Bu sergide Osman Hamdi Bey, Şeker Ahmed Paşa, Selahattin Teoman, Cevat Dereli, Nazlı Ecevit, Eren Eyüboğlu, Hikmet Onat, Hasan Vecih Bereketoğlu ve Mehmed Muazzez gibi Türk sanatının öncü isimleri, zihnimizde açılan bu kapıların anahtarlarını sunuyor.

Tablolarda; kristal kâsede üzümler, Boğaz’dan çıkan balıklar, fırına gitmeye hazırlanan yufkalar, omuzda taşınan fındık sepetleri… İzleyicide uyanan duygular birbirine karışıyor. Bilim insanlarının sinestezi dediği bu çoklu duyum hali, renkleri lezzete, sesleri renge dönüştürüyor.

Dünyaca ünlü sinestetler arasında Kandinsky, Van Gogh, Nabokov ve Baudelaire var.
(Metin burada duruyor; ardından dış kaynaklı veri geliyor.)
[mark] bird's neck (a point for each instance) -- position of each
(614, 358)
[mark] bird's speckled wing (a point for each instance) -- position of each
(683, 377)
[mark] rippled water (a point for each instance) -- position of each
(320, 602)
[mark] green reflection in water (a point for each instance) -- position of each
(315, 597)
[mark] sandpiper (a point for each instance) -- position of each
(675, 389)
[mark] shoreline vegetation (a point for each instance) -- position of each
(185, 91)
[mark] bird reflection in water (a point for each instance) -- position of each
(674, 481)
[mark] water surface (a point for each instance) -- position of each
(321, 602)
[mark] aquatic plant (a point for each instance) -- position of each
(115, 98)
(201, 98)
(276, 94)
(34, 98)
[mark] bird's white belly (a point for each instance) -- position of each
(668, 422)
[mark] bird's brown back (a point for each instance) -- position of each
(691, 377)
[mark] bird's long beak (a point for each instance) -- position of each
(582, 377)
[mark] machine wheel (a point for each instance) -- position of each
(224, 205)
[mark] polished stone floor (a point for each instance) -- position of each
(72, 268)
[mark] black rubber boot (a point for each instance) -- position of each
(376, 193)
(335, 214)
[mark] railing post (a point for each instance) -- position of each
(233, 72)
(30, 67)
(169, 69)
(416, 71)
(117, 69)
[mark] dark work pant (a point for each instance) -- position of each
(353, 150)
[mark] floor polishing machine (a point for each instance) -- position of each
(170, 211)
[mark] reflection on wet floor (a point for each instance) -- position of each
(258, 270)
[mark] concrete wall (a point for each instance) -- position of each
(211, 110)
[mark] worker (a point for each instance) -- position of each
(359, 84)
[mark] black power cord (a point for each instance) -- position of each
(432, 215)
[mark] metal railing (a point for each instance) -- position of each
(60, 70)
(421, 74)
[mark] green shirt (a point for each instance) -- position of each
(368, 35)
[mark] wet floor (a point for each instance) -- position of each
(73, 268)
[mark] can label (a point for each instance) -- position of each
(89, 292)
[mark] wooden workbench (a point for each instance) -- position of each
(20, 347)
Sinestezide, bir tuzluğa bakan kişi yalnızca formu görmez; ses, renk, koku da algılar. Böylece yepyeni bir duyusal alfabe oluşur. Yusuf Atılgan Aylak Adam’da “Her gün bir öncekine benzer.” derken, Bilge Karasu Gece’de “İnsan yaşadıkça değil, alıştıkça eskir.” diye ekler. Sait Faik ise hayatın sıradanlığını bile lezzet duygusuyla dönüştürür.

“Tat ve Sanat: Lezzetli Resimler” sergisi, bu algı sınırlarını aşarak yeme kültürü üzerinden yeni ufuklar açar.

Sergide natürmortlarıyla bilinen “Kadıköylü” Mehmed Muazzez “Meyveler ve Yemişler” işiyle öne çıkar. Üzüm, nar, incir gibi meyvelerin gerçekçiliği; ışık-gölge oyunları ve sıcak renk paletiyle birleşir ve Osmanlı sofralarının izlerini taşır.

Nazlı Ecevit’in “Hamur Açan Kadınlar”ı ise Anadolu kadınının emeğini, kültürel ritüellerini, toplumsal belleği görünür kılar. Halil Dilmen’in “Fındık Toplayan Kadınlar”ı tarım kültürümüzün kadın merkezli yapısını yansıtır.

Pazaryerleri, elmalar, kahvehaneler, mutfaklar, lokantalar, sokak satıcıları… 58 eserlik bu seçki kültürel dönüşümleri, gelenekleri ve toplumsal hafızayı sergiliyor.

Algı kapılarını açan bu sergi, duyuların iç içe geçtiği zengin bir yolculuk sunuyor. Prof. Dr. Gül İrepoğlu küratörlüğündeki “Tat ve Sanat: Lezzetli Resimler” sergisi, 16 Eylül 2025’ten itibaren Ulus, İktisadi Bağımsızlık Müzesi bünyesindeki İş Sanat Ankara Sanat Galerisi’nde ziyaret edilebilir.